I’ve worked with many CEOs, CMOs, and executives across the industry. He is unique in his willingness to be silent, not just tell what he thinks, but take the time to understand. Once he understands, his input is brilliant.
Can you tell us about your book and what lessons India can take from it? How can India benefit from the insights in your book?
I think the exciting thing is that advertising in India is growing as a percentage of the economy. With a rising middle class and more disposable income, people can move beyond day-to-day living and start focusing on growth.

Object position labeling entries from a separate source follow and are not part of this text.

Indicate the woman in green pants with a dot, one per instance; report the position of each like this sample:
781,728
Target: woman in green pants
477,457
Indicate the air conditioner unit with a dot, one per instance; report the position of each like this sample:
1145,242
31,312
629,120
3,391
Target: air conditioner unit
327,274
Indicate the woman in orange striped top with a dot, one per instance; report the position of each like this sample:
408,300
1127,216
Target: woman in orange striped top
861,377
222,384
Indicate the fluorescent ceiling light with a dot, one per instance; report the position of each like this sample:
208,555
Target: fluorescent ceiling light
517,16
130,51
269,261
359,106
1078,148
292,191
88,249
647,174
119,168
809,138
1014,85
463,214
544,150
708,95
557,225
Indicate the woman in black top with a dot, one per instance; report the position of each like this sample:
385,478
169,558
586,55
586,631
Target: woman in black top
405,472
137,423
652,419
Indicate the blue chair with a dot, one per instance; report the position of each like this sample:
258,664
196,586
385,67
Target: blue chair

This creates opportunities for small businesses and enterprises to invest more in marketing. The book is meant to guide readers through modern digital marketing channels - search, social, partnership ads, and product-led growth. It covers the basics, the infrastructure behind these channels, and what the future holds with AI.
The one constant in marketing is change. All of these channels have emerged since Ogilvy on Advertising came out, and there isn’t a book or manual for them. (Ogilvy on Advertising, published in 1983 by David Ogilvy, is considered a foundational book on business management and marketing).
My belief is that for businesses moving from a hand-to-mouth operation to thinking about growth, as the Indian economy grows and advertising becomes a bigger part of it, this book provides a really good zero-to-one guide on all the digital marketing channels.